Malgré l’égalité formelle des Hommes, ils ne se valent pas. A preuve qu’ils sont différemment considérés, en raison de leurs origines, leurs utilités, leurs postures, toutes aussi différentes.
Cette réalité, irréductible, est résumée par Abdoulaye Sadji. «Si les hommes sont égaux devant Dieu, ils ne le sont plus dans la rue». Le statut des uns diffère de celui des autres. Un tel constat rend opportune, une réflexion sur la situation sociale de l’écrivain, qu’il faut distinguer de sa responsabilité sociale.
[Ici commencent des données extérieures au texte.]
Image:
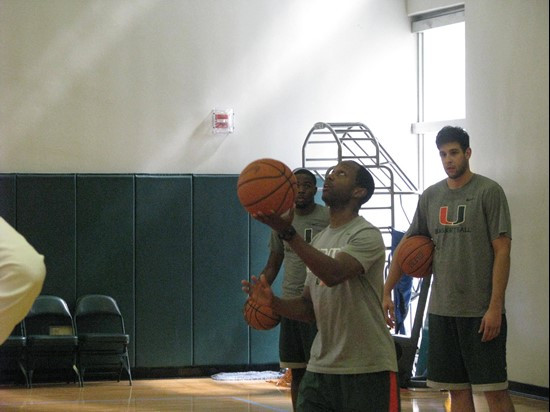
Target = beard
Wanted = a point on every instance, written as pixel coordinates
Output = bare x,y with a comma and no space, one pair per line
459,171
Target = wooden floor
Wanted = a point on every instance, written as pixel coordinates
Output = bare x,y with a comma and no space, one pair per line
204,394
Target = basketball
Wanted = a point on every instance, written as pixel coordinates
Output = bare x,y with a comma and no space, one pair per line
415,256
260,317
267,185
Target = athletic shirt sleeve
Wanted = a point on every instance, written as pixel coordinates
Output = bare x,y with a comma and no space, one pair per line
22,273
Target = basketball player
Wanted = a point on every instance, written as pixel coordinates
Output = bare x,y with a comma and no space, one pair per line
22,273
295,337
467,217
352,364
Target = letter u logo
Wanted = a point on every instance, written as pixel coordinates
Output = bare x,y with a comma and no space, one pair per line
444,215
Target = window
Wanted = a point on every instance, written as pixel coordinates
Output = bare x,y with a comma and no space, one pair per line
441,85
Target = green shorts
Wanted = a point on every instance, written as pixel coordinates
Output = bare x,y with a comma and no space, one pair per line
295,339
457,359
365,392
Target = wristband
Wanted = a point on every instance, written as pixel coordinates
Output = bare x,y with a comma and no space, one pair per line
287,234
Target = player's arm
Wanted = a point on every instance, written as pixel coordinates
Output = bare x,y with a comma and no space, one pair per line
331,270
298,308
491,322
394,275
273,265
22,273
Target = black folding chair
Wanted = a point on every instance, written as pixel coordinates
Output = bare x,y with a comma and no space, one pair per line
51,340
103,341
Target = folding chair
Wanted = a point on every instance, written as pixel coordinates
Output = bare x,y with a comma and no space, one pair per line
51,340
103,342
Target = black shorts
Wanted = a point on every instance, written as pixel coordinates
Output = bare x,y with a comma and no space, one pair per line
295,339
364,392
458,359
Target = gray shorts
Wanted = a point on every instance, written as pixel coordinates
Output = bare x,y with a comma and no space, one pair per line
458,359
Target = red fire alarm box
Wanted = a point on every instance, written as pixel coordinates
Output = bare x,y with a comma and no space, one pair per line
222,121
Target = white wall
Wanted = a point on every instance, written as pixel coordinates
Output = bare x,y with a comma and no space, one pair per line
128,85
507,117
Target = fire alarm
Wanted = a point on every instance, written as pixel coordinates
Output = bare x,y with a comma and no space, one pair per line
222,121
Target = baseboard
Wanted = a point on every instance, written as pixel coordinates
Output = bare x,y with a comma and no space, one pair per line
532,391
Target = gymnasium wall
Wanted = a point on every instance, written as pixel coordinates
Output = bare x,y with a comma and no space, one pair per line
127,86
507,115
171,249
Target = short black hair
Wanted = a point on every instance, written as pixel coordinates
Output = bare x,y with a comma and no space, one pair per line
307,173
365,180
453,134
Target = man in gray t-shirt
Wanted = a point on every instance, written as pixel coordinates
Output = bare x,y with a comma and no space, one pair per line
468,219
353,363
295,337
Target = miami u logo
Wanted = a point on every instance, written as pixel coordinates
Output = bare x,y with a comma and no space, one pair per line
444,215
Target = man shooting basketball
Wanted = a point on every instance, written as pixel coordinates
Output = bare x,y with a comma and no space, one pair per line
467,217
309,219
352,363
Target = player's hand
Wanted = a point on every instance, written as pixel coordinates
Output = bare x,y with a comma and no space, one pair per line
259,290
389,311
490,325
277,222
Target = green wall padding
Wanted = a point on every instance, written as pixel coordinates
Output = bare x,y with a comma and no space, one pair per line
7,198
46,217
164,307
220,261
105,241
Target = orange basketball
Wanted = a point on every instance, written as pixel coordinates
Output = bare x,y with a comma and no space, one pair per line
415,256
267,185
260,317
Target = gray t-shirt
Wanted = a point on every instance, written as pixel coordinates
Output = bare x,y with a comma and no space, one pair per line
294,269
462,224
352,334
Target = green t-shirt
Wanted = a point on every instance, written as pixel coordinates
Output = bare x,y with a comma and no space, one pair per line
352,334
462,224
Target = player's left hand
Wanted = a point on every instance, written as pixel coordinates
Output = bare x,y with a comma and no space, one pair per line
490,325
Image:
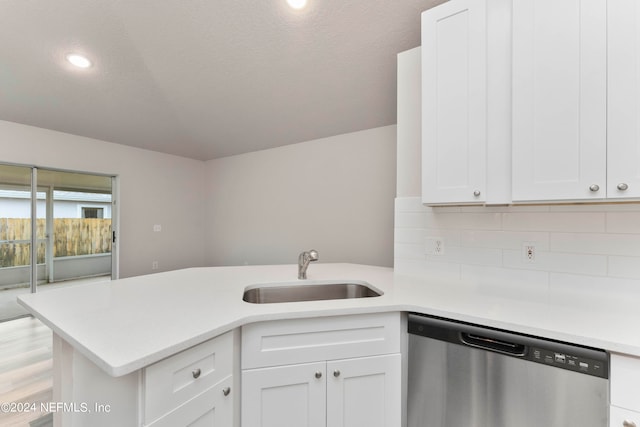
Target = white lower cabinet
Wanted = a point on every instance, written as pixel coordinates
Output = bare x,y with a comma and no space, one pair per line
625,392
192,388
339,393
284,396
364,392
619,417
323,389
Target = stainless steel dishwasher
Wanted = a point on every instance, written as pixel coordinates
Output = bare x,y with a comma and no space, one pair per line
464,375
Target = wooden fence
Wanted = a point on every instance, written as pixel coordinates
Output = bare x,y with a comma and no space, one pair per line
71,237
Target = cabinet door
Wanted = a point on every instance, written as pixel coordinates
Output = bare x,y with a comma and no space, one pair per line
619,417
364,392
454,116
213,408
284,396
623,99
559,99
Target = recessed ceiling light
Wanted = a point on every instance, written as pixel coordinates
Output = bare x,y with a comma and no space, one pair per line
79,60
297,4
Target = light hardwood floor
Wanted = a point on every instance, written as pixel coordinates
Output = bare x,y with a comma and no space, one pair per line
25,368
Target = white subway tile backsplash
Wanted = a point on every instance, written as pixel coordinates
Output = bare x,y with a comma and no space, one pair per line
409,204
596,243
623,222
472,256
624,267
450,237
595,265
410,220
504,276
577,284
591,222
464,221
596,207
578,247
407,235
504,239
409,251
438,270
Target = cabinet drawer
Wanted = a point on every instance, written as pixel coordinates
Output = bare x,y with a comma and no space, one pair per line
214,407
177,379
619,417
625,382
284,342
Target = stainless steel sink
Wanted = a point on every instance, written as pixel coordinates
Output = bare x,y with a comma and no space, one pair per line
314,291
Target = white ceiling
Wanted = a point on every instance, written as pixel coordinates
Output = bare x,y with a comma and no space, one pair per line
204,78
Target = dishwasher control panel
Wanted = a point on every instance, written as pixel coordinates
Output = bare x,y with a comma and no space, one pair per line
570,361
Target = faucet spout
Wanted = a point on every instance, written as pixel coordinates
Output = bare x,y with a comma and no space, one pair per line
304,259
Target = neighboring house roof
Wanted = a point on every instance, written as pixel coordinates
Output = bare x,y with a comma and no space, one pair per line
59,195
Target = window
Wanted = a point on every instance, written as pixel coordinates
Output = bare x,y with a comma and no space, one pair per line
92,212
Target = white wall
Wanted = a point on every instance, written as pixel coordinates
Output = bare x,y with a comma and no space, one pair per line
579,247
334,195
155,188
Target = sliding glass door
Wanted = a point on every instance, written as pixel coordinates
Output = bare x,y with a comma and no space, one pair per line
15,238
67,217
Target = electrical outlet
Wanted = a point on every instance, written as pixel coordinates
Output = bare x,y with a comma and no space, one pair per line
434,246
529,252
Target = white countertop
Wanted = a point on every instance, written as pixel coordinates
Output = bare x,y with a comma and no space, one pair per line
127,324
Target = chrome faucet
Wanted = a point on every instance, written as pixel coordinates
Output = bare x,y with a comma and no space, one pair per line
303,262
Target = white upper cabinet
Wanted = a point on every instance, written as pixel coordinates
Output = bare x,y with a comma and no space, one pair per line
623,148
454,100
466,103
559,99
530,101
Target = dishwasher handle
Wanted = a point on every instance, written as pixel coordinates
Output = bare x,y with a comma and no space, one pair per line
493,344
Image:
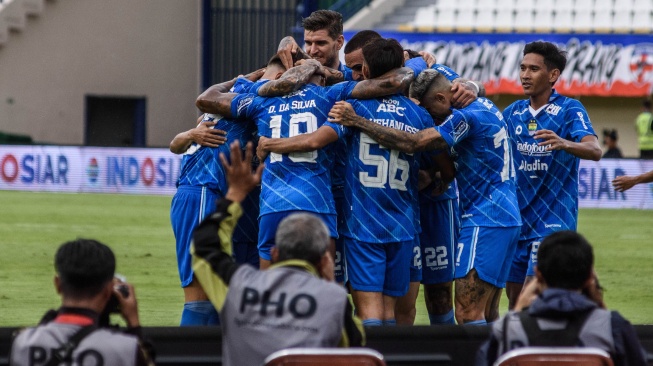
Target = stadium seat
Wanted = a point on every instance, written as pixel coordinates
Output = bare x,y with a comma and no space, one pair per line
325,357
555,356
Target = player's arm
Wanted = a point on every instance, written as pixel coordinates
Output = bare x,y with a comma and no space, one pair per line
291,80
300,143
211,249
587,148
216,99
625,182
428,139
203,135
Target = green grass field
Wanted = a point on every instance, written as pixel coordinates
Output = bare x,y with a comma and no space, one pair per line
33,225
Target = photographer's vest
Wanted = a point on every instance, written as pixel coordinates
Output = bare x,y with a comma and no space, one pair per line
35,346
591,329
284,306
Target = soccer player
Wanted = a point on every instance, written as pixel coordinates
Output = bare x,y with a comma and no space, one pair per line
476,137
299,181
549,133
380,192
201,181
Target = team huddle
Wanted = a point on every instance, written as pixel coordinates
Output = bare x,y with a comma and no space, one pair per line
418,178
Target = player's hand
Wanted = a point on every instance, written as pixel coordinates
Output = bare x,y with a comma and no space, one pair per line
551,140
205,135
463,94
128,305
343,113
261,148
286,51
327,270
255,75
623,183
428,57
240,177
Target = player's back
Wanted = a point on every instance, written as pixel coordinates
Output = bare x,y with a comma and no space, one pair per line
295,181
547,181
381,184
484,165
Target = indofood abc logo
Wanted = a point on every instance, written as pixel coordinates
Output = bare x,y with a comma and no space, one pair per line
93,170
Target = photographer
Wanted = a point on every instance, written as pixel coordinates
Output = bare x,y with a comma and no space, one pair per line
78,332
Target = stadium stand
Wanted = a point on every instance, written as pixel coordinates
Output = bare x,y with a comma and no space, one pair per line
559,16
400,346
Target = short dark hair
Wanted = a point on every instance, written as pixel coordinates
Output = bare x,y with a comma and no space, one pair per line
324,19
84,267
360,39
382,55
565,259
554,57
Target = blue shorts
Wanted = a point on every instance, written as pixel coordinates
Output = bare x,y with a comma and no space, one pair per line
524,260
489,250
379,267
190,205
340,264
416,263
440,228
268,224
Tandis que celle-ci interroge l’impact positif de l’Homme de plume sur la société, celle-là renvoie à son statut au sein de la cité. Quel regard et quel traitement ses semblables, les autres, réservent- ils à l'écrivain ? La réponse à de telles interrogations est fonction des milieux et des auteurs considérés. Les poètes maudits. On pourrait les qualifier de têtes brûlées. Leur indépendance d'esprit et leur conception libérale des choses, les conduit à tout peindre. La pudeur est une autocensure pour un Homme de lettres. Ni la morale, ni la loi, encore moins l'indignation publique ne les effraient ; convaincus qu'ils sont, qu'on ne fait pas la littérature avec des gants.
Dilettantes ou provocateurs, hédonistes ou libertins, les poètes maudits sont coupables de scandale, aux yeux de la société. Leur immoralité supposée les voue à toutes les imprécations, parfois même aux sanctions judiciaires.
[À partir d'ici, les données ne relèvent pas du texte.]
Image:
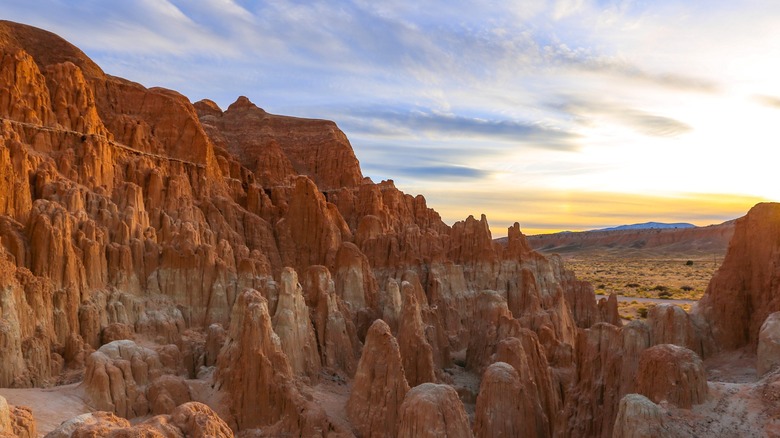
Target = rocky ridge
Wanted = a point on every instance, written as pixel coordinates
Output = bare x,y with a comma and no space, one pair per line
219,269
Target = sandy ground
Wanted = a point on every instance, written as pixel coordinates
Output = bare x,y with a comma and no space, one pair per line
51,406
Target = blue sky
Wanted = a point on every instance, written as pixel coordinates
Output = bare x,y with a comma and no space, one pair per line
561,115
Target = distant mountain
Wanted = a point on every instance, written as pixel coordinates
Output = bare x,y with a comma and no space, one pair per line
639,239
648,226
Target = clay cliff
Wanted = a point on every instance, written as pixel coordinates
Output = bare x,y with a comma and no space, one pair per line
744,291
232,271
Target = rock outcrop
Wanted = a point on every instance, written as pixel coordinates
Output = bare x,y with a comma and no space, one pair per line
638,417
533,392
120,378
501,405
192,419
768,356
379,387
296,332
252,368
432,411
744,290
671,373
146,241
16,421
416,352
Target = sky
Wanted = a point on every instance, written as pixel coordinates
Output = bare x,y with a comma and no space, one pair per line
559,115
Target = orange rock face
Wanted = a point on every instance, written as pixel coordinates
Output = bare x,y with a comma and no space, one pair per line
501,407
189,419
16,421
431,410
743,291
672,373
379,387
155,246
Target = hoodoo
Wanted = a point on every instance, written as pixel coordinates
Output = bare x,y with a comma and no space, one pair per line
212,273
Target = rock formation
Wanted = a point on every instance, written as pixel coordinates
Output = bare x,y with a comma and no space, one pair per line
769,344
146,241
671,373
743,291
296,333
379,387
16,421
192,419
532,391
638,417
416,352
120,377
501,405
252,367
430,410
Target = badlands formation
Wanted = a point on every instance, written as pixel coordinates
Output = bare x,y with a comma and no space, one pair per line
188,271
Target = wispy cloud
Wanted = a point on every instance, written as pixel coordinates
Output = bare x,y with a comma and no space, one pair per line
459,92
415,123
770,101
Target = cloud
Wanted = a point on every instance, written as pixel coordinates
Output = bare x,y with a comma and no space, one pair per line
439,172
588,109
770,101
416,123
588,60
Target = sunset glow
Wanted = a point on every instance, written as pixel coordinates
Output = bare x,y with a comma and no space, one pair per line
560,115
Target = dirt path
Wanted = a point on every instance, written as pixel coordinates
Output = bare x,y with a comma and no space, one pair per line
621,298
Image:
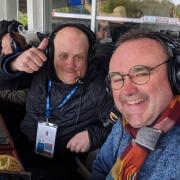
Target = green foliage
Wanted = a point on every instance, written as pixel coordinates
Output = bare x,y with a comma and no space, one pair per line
139,8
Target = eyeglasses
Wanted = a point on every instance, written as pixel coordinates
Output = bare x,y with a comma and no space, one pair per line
138,75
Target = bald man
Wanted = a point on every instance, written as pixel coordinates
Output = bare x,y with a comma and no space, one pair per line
65,99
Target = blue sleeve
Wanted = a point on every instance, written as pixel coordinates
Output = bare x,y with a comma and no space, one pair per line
107,154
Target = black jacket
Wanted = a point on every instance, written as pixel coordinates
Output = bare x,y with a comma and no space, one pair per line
83,111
Signe de leur malédiction ! Leurs fréquentations sont aussi rares que leurs apparitions publiques.
Seuls quelques journalistes ou des rares amis ont l'honneur de leurs confidences.
Aussi, ils en deviennent les porte-paroles obligés. Autrement, les poètes maudits vivent, cruellement ou voluptueusement, «l'isolisme ». Forgé par l'un d'eux (Marquis de Sade), ce néologisme exprime un isolement intense. En Afrique francophone, Yambo Ouologuem aura été l’un des premiers auteurs maudits avec son ouvrage Le devoir de violence. Les esprits incompris. Leur clairvoyance confine à la prescience. C’est leur avantage, mais aussi leur malchance.
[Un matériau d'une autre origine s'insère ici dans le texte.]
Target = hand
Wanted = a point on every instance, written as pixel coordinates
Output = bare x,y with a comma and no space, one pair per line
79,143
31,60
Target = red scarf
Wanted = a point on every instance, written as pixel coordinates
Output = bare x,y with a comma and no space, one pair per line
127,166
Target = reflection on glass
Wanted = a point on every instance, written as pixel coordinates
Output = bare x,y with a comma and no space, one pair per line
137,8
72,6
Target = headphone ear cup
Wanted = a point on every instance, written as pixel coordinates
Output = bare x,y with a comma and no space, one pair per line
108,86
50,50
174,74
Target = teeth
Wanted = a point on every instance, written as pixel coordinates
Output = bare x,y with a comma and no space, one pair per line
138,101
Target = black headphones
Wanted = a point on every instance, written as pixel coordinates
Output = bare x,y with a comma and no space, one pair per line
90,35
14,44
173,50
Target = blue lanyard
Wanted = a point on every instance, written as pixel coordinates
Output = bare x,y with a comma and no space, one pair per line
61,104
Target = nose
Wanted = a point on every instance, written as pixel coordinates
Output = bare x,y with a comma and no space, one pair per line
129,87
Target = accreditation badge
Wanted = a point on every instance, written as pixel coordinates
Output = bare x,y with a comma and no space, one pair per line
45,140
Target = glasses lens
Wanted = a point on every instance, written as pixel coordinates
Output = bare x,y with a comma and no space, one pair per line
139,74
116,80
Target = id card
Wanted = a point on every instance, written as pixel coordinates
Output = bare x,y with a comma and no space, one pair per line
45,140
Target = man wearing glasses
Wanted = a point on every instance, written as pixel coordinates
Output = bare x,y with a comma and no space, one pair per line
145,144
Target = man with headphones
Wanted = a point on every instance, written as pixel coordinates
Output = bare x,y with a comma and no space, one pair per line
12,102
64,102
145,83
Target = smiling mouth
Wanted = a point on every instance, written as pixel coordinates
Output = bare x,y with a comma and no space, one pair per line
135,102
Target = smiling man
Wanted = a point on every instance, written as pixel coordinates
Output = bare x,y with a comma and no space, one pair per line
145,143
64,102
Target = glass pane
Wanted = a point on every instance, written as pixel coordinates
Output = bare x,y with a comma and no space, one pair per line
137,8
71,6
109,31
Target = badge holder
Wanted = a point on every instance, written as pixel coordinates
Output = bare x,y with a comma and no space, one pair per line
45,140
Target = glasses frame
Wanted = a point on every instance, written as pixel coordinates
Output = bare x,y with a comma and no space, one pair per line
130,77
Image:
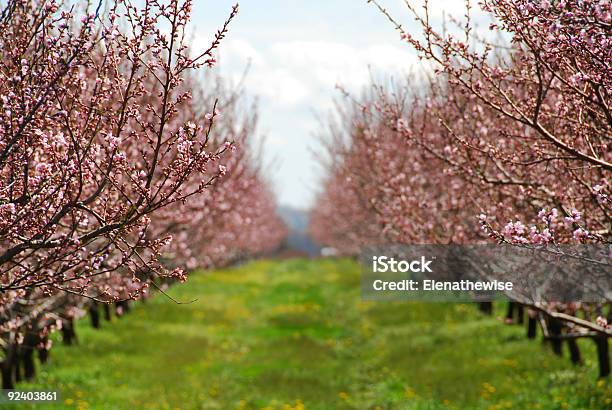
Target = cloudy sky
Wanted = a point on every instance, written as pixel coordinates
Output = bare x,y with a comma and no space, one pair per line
299,50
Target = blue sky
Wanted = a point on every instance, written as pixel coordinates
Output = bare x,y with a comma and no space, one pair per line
299,50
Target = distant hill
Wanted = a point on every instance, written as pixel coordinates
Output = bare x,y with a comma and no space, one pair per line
298,238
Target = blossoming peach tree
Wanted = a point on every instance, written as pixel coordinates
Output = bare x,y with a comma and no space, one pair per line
507,142
102,147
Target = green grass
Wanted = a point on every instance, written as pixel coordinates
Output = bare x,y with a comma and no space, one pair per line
295,334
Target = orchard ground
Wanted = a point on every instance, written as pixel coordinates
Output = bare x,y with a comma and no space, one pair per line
295,334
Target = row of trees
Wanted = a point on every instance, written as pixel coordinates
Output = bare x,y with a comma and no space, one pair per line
120,165
506,140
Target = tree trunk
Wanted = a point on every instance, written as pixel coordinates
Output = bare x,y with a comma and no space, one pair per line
520,311
8,380
575,356
27,354
68,332
486,307
94,314
510,312
107,314
43,353
554,327
603,355
17,364
532,327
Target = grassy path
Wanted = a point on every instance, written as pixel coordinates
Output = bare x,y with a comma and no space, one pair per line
294,334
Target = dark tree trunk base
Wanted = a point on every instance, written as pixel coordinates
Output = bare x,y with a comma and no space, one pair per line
486,307
532,327
94,314
603,355
575,355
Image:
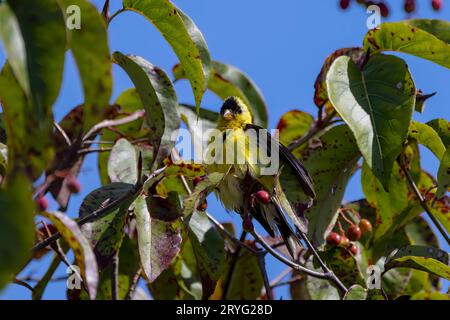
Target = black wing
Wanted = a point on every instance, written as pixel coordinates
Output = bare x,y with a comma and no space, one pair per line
286,156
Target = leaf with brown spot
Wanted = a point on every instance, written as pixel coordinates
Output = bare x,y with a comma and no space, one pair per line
320,88
377,103
227,80
84,255
159,100
429,259
158,240
209,250
90,49
330,166
424,38
182,35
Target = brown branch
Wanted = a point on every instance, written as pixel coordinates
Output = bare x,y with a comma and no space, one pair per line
93,150
133,285
62,133
422,201
112,123
318,127
115,277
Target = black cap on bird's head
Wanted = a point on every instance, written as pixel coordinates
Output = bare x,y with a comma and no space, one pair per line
232,106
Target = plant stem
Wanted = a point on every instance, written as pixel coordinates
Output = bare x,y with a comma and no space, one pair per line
234,259
319,126
111,123
262,266
115,277
97,214
133,285
423,202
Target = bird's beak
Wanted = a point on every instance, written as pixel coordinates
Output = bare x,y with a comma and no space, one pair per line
228,115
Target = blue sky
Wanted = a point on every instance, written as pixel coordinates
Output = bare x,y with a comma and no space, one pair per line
280,45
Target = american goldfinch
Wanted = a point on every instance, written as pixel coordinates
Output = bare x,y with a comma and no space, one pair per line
246,187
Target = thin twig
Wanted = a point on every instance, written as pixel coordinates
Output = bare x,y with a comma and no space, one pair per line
62,133
233,263
133,285
93,150
93,216
105,11
331,276
280,277
23,284
286,261
312,132
115,277
115,14
111,123
262,267
287,282
422,201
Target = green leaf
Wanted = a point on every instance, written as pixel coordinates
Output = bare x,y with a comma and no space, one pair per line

Fins observateurs, analystes rigoureux, les esprits incompris sont insolemment prémonitoires. Leur tort est d’avoir raison…avant l’heure et contre tout le monde ! Comme l’a écrit Zweig c’est « une loi inéluctable de l’histoire : elle défend précisément aux contemporains de reconnaitre [...] les grands mouvements qui déterminent leur époque ». Ceux qui les anticipent sont généralement brocardés : «prophète de malheurs», «pessimistes fieffés », «complotistes» etc. ! Dans cette catégorie, on peut citer l’américain Geroges Orwell, le burkinabé Laurent Bado. Celui-ci en souffre particulièrement.
Mais, l'honneur fleurit sur la fosse. C’est ce qui réconforte les esprits incompris.
Les talents bénis. Leur génie leur attire les honneurs.
Autant respectés que sollicités, ils sont conséquemment courtisés, cooptés et quasi-déifiés. Le pouvoir politique aime à s’attacher leurs services. A titre illustratif, Seyni Kountché comptait dans son entourage des pontes de la littérature nigérienne (Mahamadou H. Sabo, Amadou Ousmane & Idé Oumarou notamment). Dans leurs livres (Le piège africain de Macron : Du continent à l’Hexagone, Paris, Fayard,
2021), les journalistes A. Glaser et P. Airault nous apprennent qu’ «Emmanuel Macron [...] a initialement proposé le poste de ministre de la Culture [à l’écrivaine Leila Slimani,] qu’elle a décliné. «J’aime trop ma liberté !» a-t-elle confié au «New Yorker».
Les héros ostracisés. Tout comme les poètes maudits, ils sont voués aux gémonies. Mais, contrairement à ceux-ci, ils sont victimes du pouvoir politique dont ils dérangent les intérêts. L’hostilité à leur égard, prend la forme d’embastillements, de sanctions administratives - pour les fonctionnaires -, de refus de passeports, de censures, de violences physiques, parfois même, d’assassinats. Mongo Betti – pour citer un cas moins tragique-, eut toutes les difficultés à Publier Main basse sur le Cameroun : autopsie d’une décolonisation ! Essuyant les refus d’éditeurs, le «pamphlet» est finalement publié par François Maspero !
Comme pour ne rien arranger, dès sa publication le brûlot est censuré en France sur demande du pouvoir camerounais. Il fallut une longue et harassante procédure judiciaire pour briser l’obstacle.
La plume engage ceux qui la tiennent et définit leur statut social.